4.14.2010

The Poop Hit the Fan and Now I'm Cleaning up the Mess!

So I finally got my comp letter and review last week...and let's just say it was worst than I expected.  I did get the promotion as I suspected, but the terms were awful because I will be making LESS money with my promotion than I did last year.  It sucks but I'm dealing.  I started a new workout schedule in the mornings this week to help manage everything between work, school, family, etc.  It is working and makes me more positive and awake throughout the day.  I have been talking to people at work about it and trying to figure out what to do and if anything can be changed.  I'm gathering data on the hours I worked for the past few years and making a list of the additional responsibilities I will have over the next year.  My boss isn't being helpful at all (when I asked her about it last Friday she told me she would find out more information and I haven't heard a peep from her), but I have other people on my side.  EDITED: While I have other people on my side, they are started to become defeated by my boss and the powers that be and I don't think anything will be done to change things around here.  So frustrating and sad at the same time! 

On the positive side, I'm doing well in my class and have scheduled my professional exam for the end of June (was going to wait until December-January) so I can get that done and out of the way.  So by the end of October I will be done with all of my school, can get reimbursed by my company, and then if in December or the new year something else great comes along, I will definitely be open to it!  I know the people here think I do a really good job and would be freaked out if I was to leave, so I'm holding on to that for the next year until I can figure out my next move.  :)  I'm proud of myself for dealing with this the way I am and hope I can continue to be strong and take the steps I need to take.

4.07.2010

I am slowing going crazy....1,2,3,4,5,6 switch!

When I was little, we had this silly song that we used to sing in music class that has always stuck in my head for some reason.  And right now I feel like I am slowing going crazy so the song pops into my head several times a day.  Why you may ask?  For a few reasons that I'm about to tell you whether you want me to or not!  The first is that I am extremely bored at this time of year.  I like being busy.  I like being productive.  And right now, I'm not really able to be either.  It's not that busy because this is our "slow" time at work until the summer program starts in June, and I'm not able to be productive because the few things I have to work on need to be run through my boss and she is ignoring my e-mails and is generally doing nothing as well.  Ergo, I can't be productive either.  It is infuriating! 

So I've used the opportunity, even though I feel guilty about it, to do some of my school work on company time.  I wouldn't normally do that, but rather than just sit here and be bored and do nothing all day, at least I'm learning.  And that is one thing that is going well.  I am enjoying my class so far and have found it enlightening and informative which are all good things.  I finished the first module which was scheduled for two weeks in about 5 days including taking the test for that module and scoring 100%!  So I'm happy that I took the steps to get that done.  :)

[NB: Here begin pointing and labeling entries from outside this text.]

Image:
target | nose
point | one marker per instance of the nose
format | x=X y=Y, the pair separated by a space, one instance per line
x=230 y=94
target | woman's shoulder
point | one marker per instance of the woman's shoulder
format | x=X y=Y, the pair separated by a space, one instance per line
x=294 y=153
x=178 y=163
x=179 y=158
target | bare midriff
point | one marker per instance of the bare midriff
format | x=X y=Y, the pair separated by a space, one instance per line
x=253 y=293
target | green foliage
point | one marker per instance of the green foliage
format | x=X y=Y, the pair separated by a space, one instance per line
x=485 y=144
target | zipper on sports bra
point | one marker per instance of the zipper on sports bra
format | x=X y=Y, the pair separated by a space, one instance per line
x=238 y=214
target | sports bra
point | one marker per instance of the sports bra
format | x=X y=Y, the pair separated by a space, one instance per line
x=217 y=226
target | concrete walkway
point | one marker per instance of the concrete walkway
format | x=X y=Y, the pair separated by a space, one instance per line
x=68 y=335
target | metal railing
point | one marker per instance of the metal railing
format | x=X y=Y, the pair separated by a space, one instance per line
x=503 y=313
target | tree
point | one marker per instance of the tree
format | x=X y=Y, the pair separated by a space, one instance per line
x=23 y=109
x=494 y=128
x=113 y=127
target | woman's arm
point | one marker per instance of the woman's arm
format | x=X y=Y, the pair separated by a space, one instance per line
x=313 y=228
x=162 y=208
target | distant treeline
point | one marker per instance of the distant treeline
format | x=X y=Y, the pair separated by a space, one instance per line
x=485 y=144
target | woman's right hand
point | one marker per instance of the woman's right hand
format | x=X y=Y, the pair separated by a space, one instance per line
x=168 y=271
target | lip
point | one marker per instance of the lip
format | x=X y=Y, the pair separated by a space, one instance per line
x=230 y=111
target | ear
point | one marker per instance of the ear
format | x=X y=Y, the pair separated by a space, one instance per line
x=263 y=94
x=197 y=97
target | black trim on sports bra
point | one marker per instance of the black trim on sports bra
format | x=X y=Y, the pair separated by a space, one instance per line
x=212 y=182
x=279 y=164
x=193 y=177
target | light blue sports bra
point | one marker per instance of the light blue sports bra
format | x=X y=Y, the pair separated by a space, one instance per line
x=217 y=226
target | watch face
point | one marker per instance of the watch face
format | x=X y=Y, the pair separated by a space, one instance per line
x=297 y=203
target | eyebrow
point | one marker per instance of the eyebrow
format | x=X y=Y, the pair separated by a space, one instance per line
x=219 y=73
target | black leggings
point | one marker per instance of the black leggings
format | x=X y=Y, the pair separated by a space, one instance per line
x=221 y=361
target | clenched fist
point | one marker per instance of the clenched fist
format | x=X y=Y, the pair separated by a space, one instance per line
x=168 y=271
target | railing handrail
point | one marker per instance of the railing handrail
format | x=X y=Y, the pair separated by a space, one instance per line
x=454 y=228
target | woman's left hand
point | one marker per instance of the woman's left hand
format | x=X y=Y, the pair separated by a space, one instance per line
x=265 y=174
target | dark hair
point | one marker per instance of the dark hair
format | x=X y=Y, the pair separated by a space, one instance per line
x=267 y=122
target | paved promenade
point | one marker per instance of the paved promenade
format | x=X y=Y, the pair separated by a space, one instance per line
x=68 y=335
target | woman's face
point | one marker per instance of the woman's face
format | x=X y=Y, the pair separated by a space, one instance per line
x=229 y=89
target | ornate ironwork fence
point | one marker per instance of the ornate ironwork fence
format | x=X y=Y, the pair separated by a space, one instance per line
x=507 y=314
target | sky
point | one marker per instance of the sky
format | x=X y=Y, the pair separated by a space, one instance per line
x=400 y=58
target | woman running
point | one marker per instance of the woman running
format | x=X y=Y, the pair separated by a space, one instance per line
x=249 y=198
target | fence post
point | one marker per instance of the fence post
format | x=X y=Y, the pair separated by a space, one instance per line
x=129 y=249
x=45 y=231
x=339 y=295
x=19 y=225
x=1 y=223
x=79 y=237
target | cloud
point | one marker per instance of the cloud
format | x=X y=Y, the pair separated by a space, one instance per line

Another thing that is slowly driving me crazy is the fact that I have yet to have my review (or even to have it scheduled).  Last year at this time, when it didn't even matter because we weren't getting any raises or anything, I had already received my review by this point in time.  This year, I apparently finally got the promotion I should have received!  However, I don't know anything about the terms (it will switch me from non-exempt to exempt) and I found out because the internal people finder says my updated title and my timecard changed on Monday when I submitted from last week.  But did my boss say a word to me?  NO NOT A PEEP!  It is probably the most disrespectful thing she could have done, and I can't wait until the officewide meeting when they will probably announce my promotion and I still won't have received my comp letter or review.  I have no idea when I will get paid again (non-exempt gets paid weekly, exempt is only twice a month) or how much I am now making.  It is just so poor managing it amazes me.

Along with that, I was sort of secretly hoping that they would realize what a poor manager I have and do something about it this review cycle.  But I am feeling fairly confident that I am going to have to continue to deal with this situation for awhile longer.  It makes me want to scream or cry in frustration on an almost daily basis and when it's busy it is very counterproductive to getting work done.  I don't know how I will do it.  I know I can because I have dealt with it for some time now, but it is the one thing that makes my job extra miserable.  I think without that frustrating, stressful situation, I would be happy at work.  I wish this would resolve, and I feel like my patience has been tested long enough.  But I will just keep waiting and hoping for something good to come along!

In addition, I feel helpless for my husband's situation.  His work is driving him nuts and it affects both him and me/our son on an almost daily basis.  For some reason, he is too afraid to even apply to another job, to even see what other options he might have.  I hope he can be brave enough to push his boundaries and take this next step.  I am ready for us both to have a change in this area of our lives so that it can be less crushing on the rest of our lives.